Opinioni & Commenti

Le condizioni per una ripresa del dialogo tra gli Stati Uniti e l’Europa

di Romanello CantiniChi l’ha detto che per portare la democrazia bisogna fare la guerra? Quando pensiamo così siamo come abbacinati dalla esplosione della seconda guerra mondiale allorché per abbattere nazismo e fascismo si dovette affrontare un conflitto spaventoso e non riusciamo a vedere oltre.Eppure le esperienze più recenti dimostrano che la democrazia riportata con le armi è una eccezione e non la regola. La Spagna tornò pacificamente alla democrazia con la morte di Franco (1975). Pinochet fu costretto a dimettersi in seguito ad un referendum (1989) e nello stesso anno tutte le dittature comuniste crollarono in Europa senza quasi che fosse sparato un colpo.

Marcos nelle Filippine (1986) e Suharto in Indonesia (1998) sono stati cacciati dal potere solo per mezzo di grandi manifestazioni di piazza non molto diverse da quelle che più di recente hanno riportato la legalità democratica in Georgia e in Ucraina. I colonnelli greci e i generali argentini dovettero abbandonare il potere in seguito ad una guerra perduta, ma il conflitto per Cipro (1974) o per le Malvinas (1982) era stato voluto e non subìto dalle due dittature. Solo nel caso della Serbia e dell’Iraq si può dire che la guerra ha aperto un varco verso una democrazia ancora tutta da verificare e da consolidare. Ma nella stragrande maggioranza dei casi la non violenza e non la violenza è stata finora la levatrice delle democrazie che sono nate negli ultimi cinquant’anni.

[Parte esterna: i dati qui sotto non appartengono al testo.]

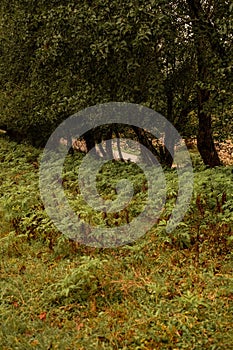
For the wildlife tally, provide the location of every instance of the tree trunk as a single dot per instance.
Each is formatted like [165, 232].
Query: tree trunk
[205, 143]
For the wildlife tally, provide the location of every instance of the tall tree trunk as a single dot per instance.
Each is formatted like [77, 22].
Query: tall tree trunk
[205, 143]
[203, 43]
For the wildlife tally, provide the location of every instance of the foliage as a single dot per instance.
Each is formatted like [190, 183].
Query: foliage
[58, 57]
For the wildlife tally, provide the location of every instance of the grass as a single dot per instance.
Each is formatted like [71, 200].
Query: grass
[162, 292]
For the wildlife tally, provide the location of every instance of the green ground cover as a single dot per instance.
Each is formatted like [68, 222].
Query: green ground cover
[165, 291]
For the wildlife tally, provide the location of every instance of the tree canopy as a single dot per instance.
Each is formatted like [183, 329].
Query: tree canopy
[59, 57]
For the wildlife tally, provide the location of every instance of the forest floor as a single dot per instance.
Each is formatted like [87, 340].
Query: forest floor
[164, 291]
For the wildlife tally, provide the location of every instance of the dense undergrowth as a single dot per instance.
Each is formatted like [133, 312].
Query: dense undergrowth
[165, 291]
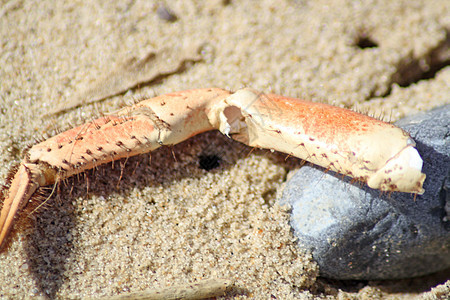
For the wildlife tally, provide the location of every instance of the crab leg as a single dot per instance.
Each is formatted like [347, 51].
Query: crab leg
[356, 145]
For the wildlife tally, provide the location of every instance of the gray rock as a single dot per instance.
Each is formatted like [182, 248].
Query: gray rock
[355, 232]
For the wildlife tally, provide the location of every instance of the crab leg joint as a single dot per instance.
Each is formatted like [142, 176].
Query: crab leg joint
[367, 149]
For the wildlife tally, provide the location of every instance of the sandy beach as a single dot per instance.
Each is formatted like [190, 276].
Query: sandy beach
[161, 220]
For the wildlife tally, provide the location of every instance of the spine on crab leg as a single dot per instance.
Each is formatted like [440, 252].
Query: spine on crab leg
[344, 141]
[164, 120]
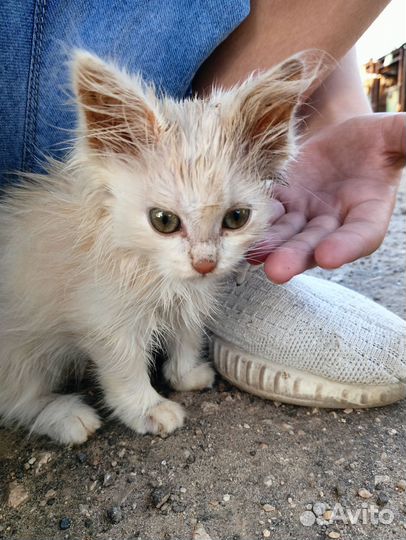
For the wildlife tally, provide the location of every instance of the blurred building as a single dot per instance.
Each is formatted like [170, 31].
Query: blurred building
[385, 81]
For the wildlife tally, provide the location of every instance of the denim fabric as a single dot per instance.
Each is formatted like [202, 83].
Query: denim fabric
[166, 41]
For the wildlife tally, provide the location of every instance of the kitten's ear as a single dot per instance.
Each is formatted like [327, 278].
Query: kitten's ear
[117, 111]
[265, 119]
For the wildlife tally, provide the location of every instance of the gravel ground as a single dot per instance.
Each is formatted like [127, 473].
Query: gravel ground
[242, 468]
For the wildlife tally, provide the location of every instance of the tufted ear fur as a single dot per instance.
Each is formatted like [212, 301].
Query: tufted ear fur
[119, 114]
[265, 118]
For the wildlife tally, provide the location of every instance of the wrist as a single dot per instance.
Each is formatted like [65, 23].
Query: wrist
[339, 98]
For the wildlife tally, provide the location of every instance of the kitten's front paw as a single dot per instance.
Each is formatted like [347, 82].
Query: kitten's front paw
[164, 417]
[199, 377]
[67, 420]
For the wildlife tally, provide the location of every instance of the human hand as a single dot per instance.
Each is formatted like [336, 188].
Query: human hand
[340, 198]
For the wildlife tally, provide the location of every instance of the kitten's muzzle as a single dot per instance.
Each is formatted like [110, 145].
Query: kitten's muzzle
[204, 266]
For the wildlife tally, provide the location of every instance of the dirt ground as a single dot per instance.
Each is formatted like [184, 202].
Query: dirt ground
[242, 468]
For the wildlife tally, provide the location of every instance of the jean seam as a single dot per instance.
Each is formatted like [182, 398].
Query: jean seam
[33, 85]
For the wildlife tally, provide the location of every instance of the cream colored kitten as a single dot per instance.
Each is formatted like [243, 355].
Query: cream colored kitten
[128, 239]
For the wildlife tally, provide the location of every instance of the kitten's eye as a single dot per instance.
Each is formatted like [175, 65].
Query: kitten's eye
[236, 218]
[164, 221]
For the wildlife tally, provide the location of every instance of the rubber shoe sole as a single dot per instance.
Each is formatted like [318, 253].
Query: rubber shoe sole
[289, 385]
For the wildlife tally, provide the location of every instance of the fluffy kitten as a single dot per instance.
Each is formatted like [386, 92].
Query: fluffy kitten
[127, 239]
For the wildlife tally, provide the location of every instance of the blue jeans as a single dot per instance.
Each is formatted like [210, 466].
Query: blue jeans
[166, 41]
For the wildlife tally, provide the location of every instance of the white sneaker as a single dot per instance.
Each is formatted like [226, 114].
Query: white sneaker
[309, 342]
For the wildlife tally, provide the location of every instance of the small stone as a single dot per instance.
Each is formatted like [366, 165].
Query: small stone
[50, 493]
[209, 407]
[340, 489]
[65, 524]
[319, 508]
[159, 496]
[43, 459]
[307, 518]
[364, 493]
[268, 481]
[107, 480]
[401, 485]
[178, 507]
[17, 494]
[81, 457]
[382, 498]
[328, 514]
[115, 514]
[200, 533]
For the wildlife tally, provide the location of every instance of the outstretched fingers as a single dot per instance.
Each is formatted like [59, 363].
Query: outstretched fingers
[296, 254]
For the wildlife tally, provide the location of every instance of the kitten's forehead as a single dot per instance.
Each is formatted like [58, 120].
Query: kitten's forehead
[198, 152]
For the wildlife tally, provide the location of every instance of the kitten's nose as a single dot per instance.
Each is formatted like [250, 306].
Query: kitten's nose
[204, 266]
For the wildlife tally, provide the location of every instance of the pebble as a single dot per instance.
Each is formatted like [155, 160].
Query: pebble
[401, 485]
[159, 496]
[107, 480]
[50, 493]
[17, 494]
[364, 493]
[200, 533]
[178, 507]
[115, 514]
[81, 457]
[268, 481]
[43, 459]
[328, 514]
[209, 408]
[307, 518]
[340, 489]
[65, 524]
[319, 508]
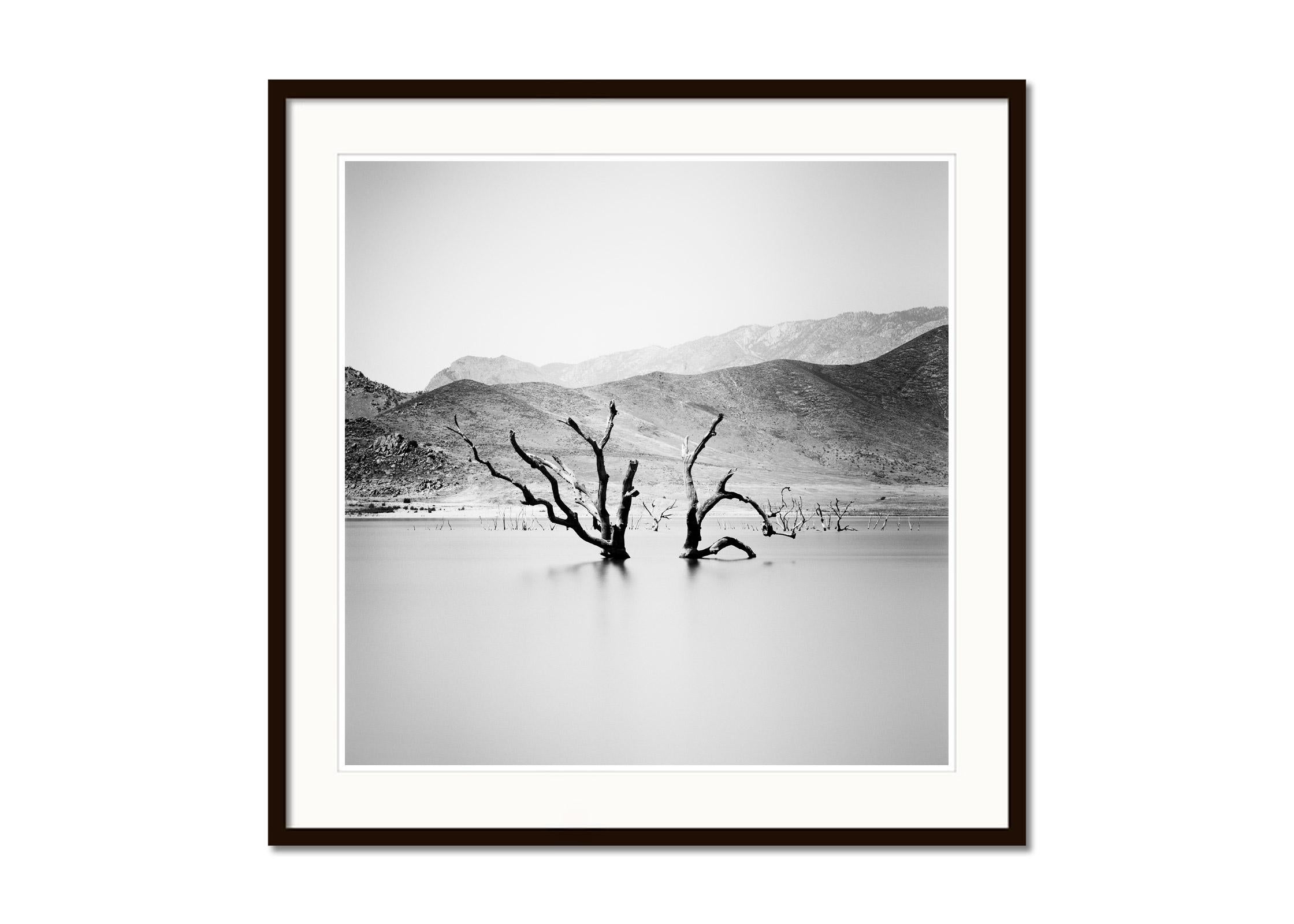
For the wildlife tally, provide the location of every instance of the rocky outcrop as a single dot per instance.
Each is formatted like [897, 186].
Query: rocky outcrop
[381, 463]
[365, 398]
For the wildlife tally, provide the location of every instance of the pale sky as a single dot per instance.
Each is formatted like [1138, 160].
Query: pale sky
[559, 262]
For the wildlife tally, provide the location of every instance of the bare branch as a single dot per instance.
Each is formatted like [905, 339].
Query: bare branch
[570, 519]
[611, 422]
[720, 545]
[691, 460]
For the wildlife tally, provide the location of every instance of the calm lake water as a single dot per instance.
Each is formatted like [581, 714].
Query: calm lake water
[471, 646]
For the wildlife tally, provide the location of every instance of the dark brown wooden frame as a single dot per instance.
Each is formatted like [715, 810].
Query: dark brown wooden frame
[281, 94]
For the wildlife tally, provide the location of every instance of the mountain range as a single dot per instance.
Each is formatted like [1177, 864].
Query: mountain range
[365, 398]
[879, 422]
[845, 340]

È anche vero che finora sotto questo aspetto i paesi arabi soggetti quasi tutti a regimi autoritari incrollabili hanno rappresentato una eccezione particolare che ha resistito ad ogni cambiamento. Ma ora, dopo le elezioni in Palestina del 9 gennaio scorso prima ancora delle sorprendenti elezioni in Iraq del 30 gennaio, qualche cosa comincia a scricchiolare anche sotto la crosta di un panorama politico monotono e pietrificato da sempre. Ora anche nel Libano – l’unico paese arabo con una forte presenza cristiana e che fino alla guerra civile di trenta anni fa rappresentò un’oasi di democrazia nel Medio Oriente – la gente scende in piazza per invocare la libertà al di fuori della pesante occupazione siriana. Perfino in Egitto Mubarak promette per il prossimo settembre elezioni con più candidati mentre finora ha solo promosso referendum su se stesso.

Se si tiene bene conto di questi dati di fatto una ripresa del dialogo fra Stati Uniti ed Europa appena abbozzato con la visita di Bush a Bruxelles è possibile anche nel quadro della attuale insistenza del presidente americano nel pretendere di diffondere la democrazia nel mondo. Si tratta di intendersi sui tempi e sui modi. Il taglio cesareo non è in genere il modo migliore per far proliferare alla svelta e ovunque democrazie. Il costo in termini di sangue difficilmente giustifica la brutalità dell’operazione e l’anticipo dei tempi anche se la prudenza sui costi e sugli sbocchi deve fare i conti con il tarlo terribile della coscienza di fronte alla violazione dei diritti umani. Forse il mondo occidentale sarebbe meno orgoglioso del suo primato in fatto di democrazia se ricordasse quanto anch’esso è stato duro ad impararla impiegando quattro secoli per essere promosso dall’assolutismo al liberalismo e poi dal liberalismo alla democrazia.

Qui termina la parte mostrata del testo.